On March 15 Chávez announced the nationalization of a dairy processing plant and a large chain of slaughterhouses which would give the state control over 40 percent of the milk processing and 70 percent of the meat processing sectors. Then, on April 3rd, he announced the nationalisation of the whole of the cement industry, controlled by three multinationals, the Mexican Cemex, the French Lafarge and the Swiss Hoclim. These are steps in the right direction, but must be extended to the whole of the food distribution chain and to all the key sectors of the economy.

Renegade Eye said...

Sonia: True and false and right and wrong; are not the correct vocabulary to talk about religion. These terms are too static, for such a discussion. Religion evolves, changes and passes away. Something can be something other than itself at the same time. Secularism is a bourgeoise response to the question of religion, and Atheism is the Marxist answer.

sonia said...

JM,

I doubt you have stood in line all day to buy a chicken, or drive across town to look for milk, only to find it all gone, again.

Neither Graeme nor Ren ever did. That's why they still believe in Communism.

Graeme,

sell off their country to foreign multi-nationals.

If you want to fight multi-nationals, fine. But don't expect people who can barely feed themselves to fight it for you.

is your argument that Venezuela was a rich country before Chavez?

There were no food shortages, at least.

Chavez' base. They overwhelmingly vote for him. Why would they do that if he is such a "tyrant?"

Hitler's base has also voted for him in 1933, even though he was certainly a tyrant.

the starving people in Venezuela didn't take to the streets.

They were too busy waiting in line for food. Only rich people in capitalist countries have time to protest.

they are sending tons of food to countries like Haiti

Stalin was also exporting food in the early 1930's, while Ukrainian peasants were starving.

Ren,

Food consumption in Venezuela is up some 40% in Venezuela since Chavez took power.

I don't believe Chavez's propaganda lies, damn lies and statistics. Especially statistics.

El Salvador has shelves full of groceries, nobody can afford.

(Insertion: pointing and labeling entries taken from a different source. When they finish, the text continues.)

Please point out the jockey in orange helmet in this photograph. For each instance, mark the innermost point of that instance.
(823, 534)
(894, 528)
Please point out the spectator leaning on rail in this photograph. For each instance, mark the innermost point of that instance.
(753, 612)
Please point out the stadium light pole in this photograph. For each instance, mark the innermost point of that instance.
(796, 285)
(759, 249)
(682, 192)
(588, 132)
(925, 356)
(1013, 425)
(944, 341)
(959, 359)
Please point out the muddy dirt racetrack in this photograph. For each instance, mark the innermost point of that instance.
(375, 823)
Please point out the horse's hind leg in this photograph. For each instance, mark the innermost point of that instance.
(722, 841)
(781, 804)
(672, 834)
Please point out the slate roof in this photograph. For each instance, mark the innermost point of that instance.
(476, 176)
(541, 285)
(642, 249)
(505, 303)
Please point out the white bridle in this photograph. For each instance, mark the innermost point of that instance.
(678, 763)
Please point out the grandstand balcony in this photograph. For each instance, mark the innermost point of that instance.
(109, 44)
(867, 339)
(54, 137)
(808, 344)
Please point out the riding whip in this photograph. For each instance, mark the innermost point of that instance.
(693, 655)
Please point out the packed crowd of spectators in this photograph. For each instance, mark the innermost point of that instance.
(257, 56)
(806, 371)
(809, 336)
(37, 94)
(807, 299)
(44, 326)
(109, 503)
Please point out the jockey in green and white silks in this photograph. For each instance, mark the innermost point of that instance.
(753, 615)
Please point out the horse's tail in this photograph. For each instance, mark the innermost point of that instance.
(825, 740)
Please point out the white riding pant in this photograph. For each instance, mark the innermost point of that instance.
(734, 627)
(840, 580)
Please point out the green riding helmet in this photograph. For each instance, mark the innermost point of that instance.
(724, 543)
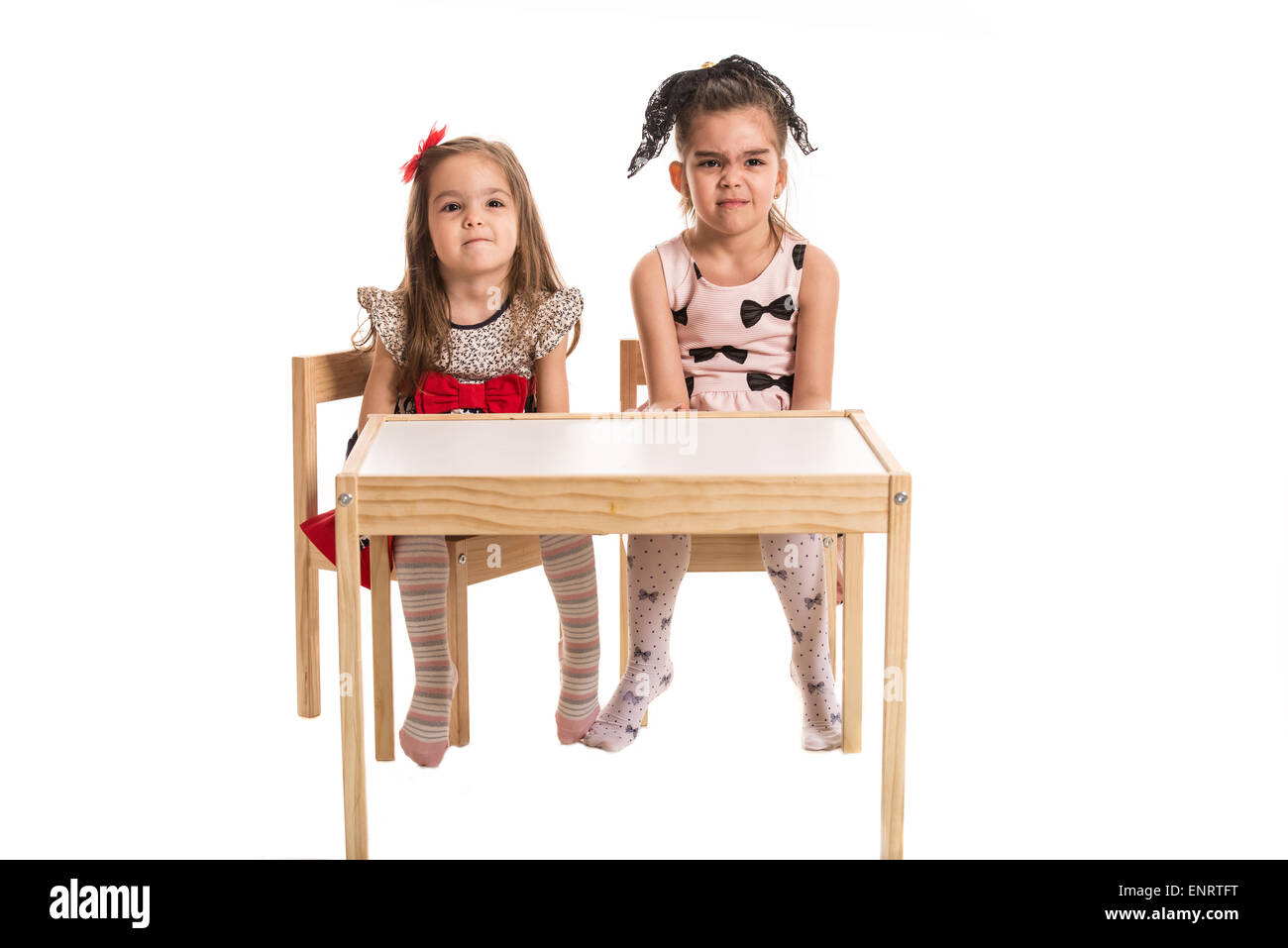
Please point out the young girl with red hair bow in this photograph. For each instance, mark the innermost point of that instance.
(477, 325)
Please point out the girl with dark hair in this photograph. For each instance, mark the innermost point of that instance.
(734, 313)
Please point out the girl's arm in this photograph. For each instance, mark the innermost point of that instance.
(815, 333)
(550, 375)
(381, 390)
(658, 347)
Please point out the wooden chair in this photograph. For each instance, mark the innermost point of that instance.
(734, 553)
(316, 378)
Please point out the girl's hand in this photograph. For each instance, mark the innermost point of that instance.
(656, 325)
(815, 331)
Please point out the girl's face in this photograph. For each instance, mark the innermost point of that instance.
(473, 219)
(732, 171)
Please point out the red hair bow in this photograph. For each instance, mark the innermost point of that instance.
(439, 393)
(436, 136)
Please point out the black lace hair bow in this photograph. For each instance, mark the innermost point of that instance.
(670, 98)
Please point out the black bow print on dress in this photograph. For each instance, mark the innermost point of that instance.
(703, 353)
(759, 381)
(782, 308)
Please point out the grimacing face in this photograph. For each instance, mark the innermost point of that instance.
(732, 171)
(473, 218)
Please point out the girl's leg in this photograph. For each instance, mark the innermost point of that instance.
(570, 563)
(421, 565)
(656, 563)
(795, 563)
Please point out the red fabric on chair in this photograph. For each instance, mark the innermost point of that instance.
(321, 532)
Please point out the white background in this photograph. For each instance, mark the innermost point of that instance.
(1061, 243)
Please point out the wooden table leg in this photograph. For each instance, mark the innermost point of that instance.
(851, 647)
(351, 670)
(381, 648)
(896, 668)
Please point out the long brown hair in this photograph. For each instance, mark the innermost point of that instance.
(426, 344)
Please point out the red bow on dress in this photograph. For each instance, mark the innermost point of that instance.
(439, 394)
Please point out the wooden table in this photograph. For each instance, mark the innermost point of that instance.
(787, 472)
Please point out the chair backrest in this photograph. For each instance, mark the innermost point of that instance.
(631, 373)
(316, 378)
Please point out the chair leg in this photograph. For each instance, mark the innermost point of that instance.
(308, 687)
(458, 643)
(381, 648)
(851, 648)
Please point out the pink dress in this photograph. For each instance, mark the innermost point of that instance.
(737, 343)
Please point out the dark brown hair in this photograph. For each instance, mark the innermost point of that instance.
(532, 270)
(728, 85)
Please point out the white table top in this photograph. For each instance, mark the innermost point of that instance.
(642, 445)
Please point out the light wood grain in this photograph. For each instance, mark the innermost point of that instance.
(894, 714)
(725, 553)
(625, 505)
(381, 648)
(339, 373)
(875, 443)
(515, 553)
(351, 670)
(308, 687)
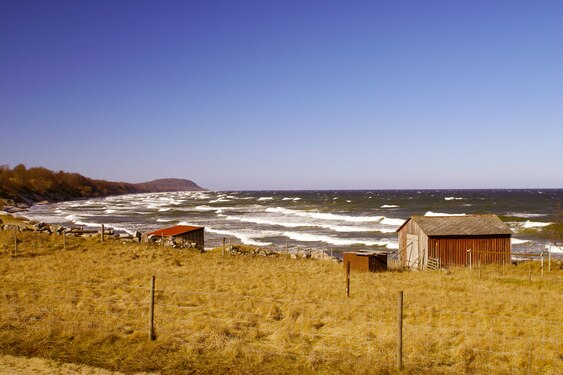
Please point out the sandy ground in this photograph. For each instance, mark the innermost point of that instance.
(39, 366)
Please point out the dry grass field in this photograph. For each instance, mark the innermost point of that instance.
(89, 305)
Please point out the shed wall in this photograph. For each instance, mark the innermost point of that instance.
(452, 251)
(195, 236)
(413, 228)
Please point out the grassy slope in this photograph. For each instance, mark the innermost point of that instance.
(242, 314)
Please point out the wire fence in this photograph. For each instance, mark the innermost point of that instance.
(289, 327)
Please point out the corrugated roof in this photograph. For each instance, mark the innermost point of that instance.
(468, 225)
(173, 231)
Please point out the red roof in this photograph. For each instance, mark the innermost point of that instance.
(174, 231)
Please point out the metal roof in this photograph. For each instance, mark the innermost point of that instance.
(174, 231)
(468, 225)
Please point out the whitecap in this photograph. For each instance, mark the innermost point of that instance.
(534, 224)
(524, 215)
(516, 241)
(248, 238)
(430, 213)
(554, 249)
(392, 221)
(308, 237)
(324, 216)
(219, 200)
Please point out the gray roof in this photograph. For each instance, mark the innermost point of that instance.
(468, 225)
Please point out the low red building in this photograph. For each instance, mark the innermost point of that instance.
(185, 233)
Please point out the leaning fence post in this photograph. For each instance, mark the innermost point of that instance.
(348, 279)
(400, 332)
(151, 314)
(541, 255)
(549, 259)
(15, 240)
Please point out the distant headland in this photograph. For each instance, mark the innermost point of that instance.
(30, 185)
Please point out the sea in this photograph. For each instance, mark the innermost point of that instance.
(322, 220)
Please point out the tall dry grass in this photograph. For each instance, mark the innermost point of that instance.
(244, 314)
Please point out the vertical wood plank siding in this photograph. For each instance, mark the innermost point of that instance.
(452, 251)
(412, 227)
(196, 236)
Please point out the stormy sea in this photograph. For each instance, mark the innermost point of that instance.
(339, 220)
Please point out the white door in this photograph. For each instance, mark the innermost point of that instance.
(412, 251)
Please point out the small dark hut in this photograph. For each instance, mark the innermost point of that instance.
(183, 233)
(366, 261)
(434, 241)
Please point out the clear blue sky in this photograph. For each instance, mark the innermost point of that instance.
(286, 94)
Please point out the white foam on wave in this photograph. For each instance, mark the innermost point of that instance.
(248, 238)
(219, 200)
(208, 208)
(430, 213)
(266, 221)
(392, 222)
(298, 224)
(308, 237)
(165, 220)
(554, 249)
(524, 215)
(516, 241)
(325, 216)
(534, 224)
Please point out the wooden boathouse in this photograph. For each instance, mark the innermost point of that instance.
(184, 233)
(435, 241)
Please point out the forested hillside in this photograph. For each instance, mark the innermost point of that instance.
(37, 184)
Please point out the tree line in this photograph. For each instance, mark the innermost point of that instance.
(36, 184)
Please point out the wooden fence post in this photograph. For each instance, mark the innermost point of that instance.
(151, 313)
(541, 267)
(348, 279)
(400, 332)
(15, 240)
(549, 259)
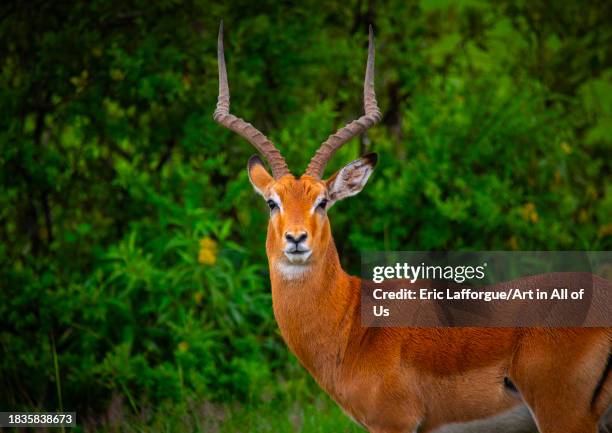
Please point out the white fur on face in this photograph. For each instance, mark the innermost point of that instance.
(292, 271)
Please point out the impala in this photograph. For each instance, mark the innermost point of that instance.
(400, 380)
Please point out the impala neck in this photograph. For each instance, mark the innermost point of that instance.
(315, 312)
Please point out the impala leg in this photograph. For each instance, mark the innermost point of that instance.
(557, 378)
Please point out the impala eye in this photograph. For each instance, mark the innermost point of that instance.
(272, 204)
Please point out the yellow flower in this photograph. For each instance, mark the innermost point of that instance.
(208, 251)
(183, 346)
(530, 213)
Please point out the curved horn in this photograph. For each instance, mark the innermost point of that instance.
(372, 116)
(238, 125)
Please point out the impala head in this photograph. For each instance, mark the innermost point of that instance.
(298, 232)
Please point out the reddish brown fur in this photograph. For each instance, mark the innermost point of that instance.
(395, 380)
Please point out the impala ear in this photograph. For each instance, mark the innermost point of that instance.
(351, 179)
(258, 175)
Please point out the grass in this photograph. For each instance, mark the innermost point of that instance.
(312, 414)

Since 50% of Salvadorans have family members who work in United States, and the other 50% work for those peoplein Salvador, yes, they can afford it. But they have to work very, very hard for it.

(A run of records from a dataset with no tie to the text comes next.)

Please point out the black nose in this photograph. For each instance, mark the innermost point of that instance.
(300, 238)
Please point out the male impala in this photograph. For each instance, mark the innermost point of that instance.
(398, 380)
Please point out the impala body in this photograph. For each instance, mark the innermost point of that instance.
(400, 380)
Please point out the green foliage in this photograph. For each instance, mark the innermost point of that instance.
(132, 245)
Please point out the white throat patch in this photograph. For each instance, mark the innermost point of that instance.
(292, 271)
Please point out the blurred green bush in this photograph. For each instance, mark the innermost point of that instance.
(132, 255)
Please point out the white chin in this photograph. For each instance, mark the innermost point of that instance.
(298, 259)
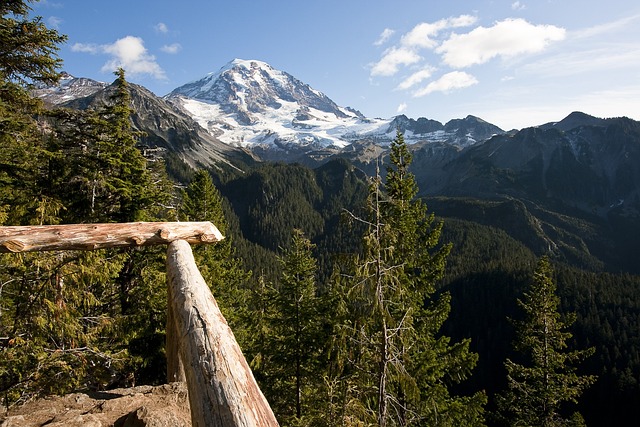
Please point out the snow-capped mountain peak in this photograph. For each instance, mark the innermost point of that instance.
(249, 103)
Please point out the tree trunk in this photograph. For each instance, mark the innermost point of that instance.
(222, 389)
(100, 236)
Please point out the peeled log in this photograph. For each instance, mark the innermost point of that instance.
(222, 389)
(100, 236)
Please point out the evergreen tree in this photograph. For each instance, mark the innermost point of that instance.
(28, 54)
(402, 365)
(538, 388)
(297, 339)
(223, 272)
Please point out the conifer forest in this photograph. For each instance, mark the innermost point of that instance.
(357, 300)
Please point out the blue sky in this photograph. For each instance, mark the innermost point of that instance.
(512, 63)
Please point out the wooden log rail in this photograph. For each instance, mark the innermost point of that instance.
(100, 236)
(201, 348)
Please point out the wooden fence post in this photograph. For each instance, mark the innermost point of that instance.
(222, 389)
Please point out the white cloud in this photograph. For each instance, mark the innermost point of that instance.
(85, 48)
(392, 59)
(171, 48)
(415, 78)
(54, 22)
(129, 53)
(421, 36)
(384, 37)
(161, 28)
(448, 82)
(506, 38)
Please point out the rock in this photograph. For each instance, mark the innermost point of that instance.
(144, 406)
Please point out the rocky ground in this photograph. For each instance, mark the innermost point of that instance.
(144, 406)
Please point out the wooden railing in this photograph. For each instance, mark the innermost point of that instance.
(201, 348)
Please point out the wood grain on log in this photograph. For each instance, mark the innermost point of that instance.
(222, 389)
(100, 236)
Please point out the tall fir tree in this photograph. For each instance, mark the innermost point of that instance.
(28, 55)
(297, 339)
(402, 365)
(539, 388)
(221, 269)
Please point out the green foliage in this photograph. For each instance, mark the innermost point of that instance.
(297, 339)
(401, 367)
(221, 269)
(538, 387)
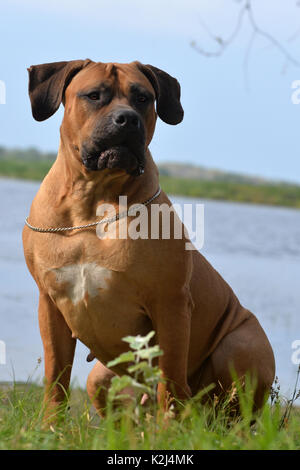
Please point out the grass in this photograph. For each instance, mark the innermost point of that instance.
(196, 426)
(279, 194)
(130, 426)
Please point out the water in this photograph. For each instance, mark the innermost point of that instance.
(255, 248)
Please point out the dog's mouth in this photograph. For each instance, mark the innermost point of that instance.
(116, 157)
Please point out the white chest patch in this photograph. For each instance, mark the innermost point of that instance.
(82, 279)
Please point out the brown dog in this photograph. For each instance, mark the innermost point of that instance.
(100, 290)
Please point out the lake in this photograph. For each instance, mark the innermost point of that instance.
(255, 248)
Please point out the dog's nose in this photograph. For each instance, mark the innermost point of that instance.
(127, 118)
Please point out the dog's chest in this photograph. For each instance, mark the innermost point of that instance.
(82, 281)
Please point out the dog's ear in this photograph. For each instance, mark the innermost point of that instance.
(47, 83)
(167, 90)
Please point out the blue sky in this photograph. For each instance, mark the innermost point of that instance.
(248, 127)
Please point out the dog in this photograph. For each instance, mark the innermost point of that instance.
(100, 290)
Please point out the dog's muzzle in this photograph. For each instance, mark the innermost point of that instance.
(118, 142)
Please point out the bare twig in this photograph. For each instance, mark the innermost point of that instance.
(246, 11)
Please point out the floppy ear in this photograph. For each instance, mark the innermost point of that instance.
(167, 90)
(47, 83)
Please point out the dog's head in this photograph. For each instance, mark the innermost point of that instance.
(110, 114)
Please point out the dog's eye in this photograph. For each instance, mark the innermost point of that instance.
(94, 96)
(142, 98)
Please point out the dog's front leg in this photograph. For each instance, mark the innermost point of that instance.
(59, 348)
(172, 322)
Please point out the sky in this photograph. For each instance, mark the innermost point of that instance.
(239, 115)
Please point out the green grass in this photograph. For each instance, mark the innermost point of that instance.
(196, 426)
(279, 194)
(24, 169)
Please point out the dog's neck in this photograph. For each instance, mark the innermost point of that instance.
(78, 192)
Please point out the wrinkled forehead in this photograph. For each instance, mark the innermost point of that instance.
(118, 76)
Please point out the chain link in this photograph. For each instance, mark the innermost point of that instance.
(107, 220)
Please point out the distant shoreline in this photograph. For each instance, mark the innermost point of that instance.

Your anger should be directed to the oligarchy, who hoardes food

Curiously enough, they weren't hoarding before Chavez came to power. Maybe because they didn't have to deal with absurd price controls. There is ALWAYS hoarding when government tries to impose price controls.

Jungle Mom said...

Ren, It is inconceivable that there are great food shortages through out Venezuela and you actually don't admit it!!!
It is a full time job to get food for a family...lots of lines and travel around as rumors spread as to where there may be certain basic food stuffs!
People can not afford to riot against a government that controls all law enforcement and shoot to kill.
Chavez is down to about 30% in his approval ratings and for the first time, even the barrios are complaining against him. Partly because of the fact that as he rails against multi-nationalism, he is giving away their wealth and just as you say, the food! It should be on Venezuelan shelves,but Chavez is sending it out to buy his allies!
You are all such protected individuals who seem to have no clue as to the costs of socialism to the very people you claim to be looking out for!!!

And I don't do voodoo!!!

sonia said...

It is inconceivable that there are great food shortages through out Venezuela and you actually don't admit it!!!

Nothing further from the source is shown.